Malta receives migrants aboard the rescue ship Alan Kurdi

The number of migrants attempting the perilous Mediterranean crossing has increased after the recent escalation of civil war in Libya.

July 10, 2019 by Peoples Dispatch
rescue boat Alan Kurdi malta

Malta received 44 migrants who were rescued from the Mediterranean Sea by the rescue boat Alan Kurdi on Tuesday, July 9. The rescue ship handed over the migrants to the Malta Coast Guards after it was denied permission to dock at the Lampedusa port in Italy. The migrants are now awaiting relocation to other European Union member states. Earlier on Sunday, the crew had handed over 65 migrants to the Maltese Army to take them ashore.

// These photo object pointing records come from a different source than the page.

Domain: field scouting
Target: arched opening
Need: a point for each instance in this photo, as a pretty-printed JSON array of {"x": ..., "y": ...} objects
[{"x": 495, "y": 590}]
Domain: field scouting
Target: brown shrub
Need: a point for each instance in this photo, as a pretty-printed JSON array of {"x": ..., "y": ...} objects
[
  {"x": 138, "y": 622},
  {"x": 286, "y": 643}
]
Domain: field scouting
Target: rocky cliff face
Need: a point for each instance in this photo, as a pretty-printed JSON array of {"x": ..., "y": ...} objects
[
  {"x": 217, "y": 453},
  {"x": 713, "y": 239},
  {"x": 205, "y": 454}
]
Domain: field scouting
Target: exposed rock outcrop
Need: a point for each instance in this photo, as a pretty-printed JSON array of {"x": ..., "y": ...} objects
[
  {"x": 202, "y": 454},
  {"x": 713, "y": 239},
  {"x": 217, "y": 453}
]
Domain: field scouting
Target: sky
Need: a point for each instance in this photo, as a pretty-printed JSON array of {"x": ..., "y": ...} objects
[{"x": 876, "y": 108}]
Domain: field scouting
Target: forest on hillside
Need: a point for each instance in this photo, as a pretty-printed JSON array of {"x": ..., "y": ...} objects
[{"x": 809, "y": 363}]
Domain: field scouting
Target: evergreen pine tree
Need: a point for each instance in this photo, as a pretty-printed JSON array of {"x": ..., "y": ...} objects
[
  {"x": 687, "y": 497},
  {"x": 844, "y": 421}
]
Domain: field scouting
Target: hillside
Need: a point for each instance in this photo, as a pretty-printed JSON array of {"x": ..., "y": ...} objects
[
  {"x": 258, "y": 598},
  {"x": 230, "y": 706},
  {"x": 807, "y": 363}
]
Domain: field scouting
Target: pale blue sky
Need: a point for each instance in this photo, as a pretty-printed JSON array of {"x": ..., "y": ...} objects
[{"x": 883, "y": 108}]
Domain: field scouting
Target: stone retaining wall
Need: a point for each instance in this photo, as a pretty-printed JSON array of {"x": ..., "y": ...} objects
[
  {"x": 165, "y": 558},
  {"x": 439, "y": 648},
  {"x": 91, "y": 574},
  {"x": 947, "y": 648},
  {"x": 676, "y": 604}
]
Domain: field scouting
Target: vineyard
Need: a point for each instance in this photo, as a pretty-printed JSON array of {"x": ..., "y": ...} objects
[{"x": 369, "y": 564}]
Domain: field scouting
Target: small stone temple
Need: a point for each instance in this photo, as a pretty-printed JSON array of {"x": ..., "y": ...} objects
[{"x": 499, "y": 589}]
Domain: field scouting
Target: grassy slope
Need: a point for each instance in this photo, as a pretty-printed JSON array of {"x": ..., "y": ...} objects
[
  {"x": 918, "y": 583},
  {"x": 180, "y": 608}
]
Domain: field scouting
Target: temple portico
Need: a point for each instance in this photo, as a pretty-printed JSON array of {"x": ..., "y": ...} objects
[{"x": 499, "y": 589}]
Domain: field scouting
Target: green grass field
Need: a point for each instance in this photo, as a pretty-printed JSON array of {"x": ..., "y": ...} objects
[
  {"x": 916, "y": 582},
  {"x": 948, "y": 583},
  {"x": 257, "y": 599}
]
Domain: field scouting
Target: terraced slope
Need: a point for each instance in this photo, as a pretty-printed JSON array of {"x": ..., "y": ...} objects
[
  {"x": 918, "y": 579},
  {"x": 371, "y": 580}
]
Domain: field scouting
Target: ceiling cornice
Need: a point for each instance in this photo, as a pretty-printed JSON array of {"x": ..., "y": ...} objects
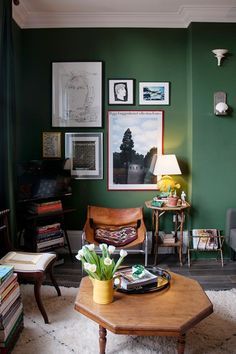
[{"x": 179, "y": 19}]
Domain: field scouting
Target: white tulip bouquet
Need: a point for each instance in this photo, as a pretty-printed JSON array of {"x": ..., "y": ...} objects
[{"x": 100, "y": 267}]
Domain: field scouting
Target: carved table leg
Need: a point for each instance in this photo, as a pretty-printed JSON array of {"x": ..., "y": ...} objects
[
  {"x": 181, "y": 343},
  {"x": 102, "y": 339}
]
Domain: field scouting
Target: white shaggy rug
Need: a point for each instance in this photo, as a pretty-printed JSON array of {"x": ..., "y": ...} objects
[{"x": 71, "y": 332}]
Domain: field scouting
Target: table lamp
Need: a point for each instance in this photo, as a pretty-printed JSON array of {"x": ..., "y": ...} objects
[{"x": 167, "y": 165}]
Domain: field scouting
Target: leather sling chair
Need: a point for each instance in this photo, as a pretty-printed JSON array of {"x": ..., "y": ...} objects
[{"x": 123, "y": 228}]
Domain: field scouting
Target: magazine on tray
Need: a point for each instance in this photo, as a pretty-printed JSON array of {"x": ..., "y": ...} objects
[
  {"x": 128, "y": 281},
  {"x": 205, "y": 239}
]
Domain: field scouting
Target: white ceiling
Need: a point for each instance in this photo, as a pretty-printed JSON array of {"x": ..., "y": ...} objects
[{"x": 121, "y": 13}]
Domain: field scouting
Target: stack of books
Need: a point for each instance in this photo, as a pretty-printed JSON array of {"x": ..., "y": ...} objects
[
  {"x": 47, "y": 207},
  {"x": 168, "y": 239},
  {"x": 49, "y": 236},
  {"x": 11, "y": 309},
  {"x": 128, "y": 281}
]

The NGO Sea Eye that operates Alan Kurdi posted on Facebook, “On Sunday evening, the crew of the #alankurdi handed over 65 rescued to the Maltese Army. The crew immediately decided to return to the field. On Monday noon, the sea-eye crew received an emergency call. In coordination with the Maltese authorities, 44 people could be rescued from a wooden boat in the evening and brought to safety. Among the rescued are 4 women and 3 children. The youngest child is only 15 months old.”

Due to the escalation of the civil war in Libya, the flow of migrants crossing the Mediterranean on unseaworthy vessels has increased. On July 2, the risks that refugees face in Libya were highlighted when 53 people were killed in an airstrike, reportedly by Libyan militia, at the Tajoura migrant detention center in the east of Tripoli. On July 3, a boat carrying 86 people that departed from Libya capsized near the Tunisian coast.

The anti-immigrant policies of the far-right Italian interior minister Matteo Salvini have also aggravated the humanitarian crisis in the region. Salvini has closed Italian ports to migrant vessels and rescue ships.

The name of the rescue vessel Alan Kurdi was given as a tribute to a three-year-old Syrian boy who drowned in the Mediterranean Sea on September 2, 2015.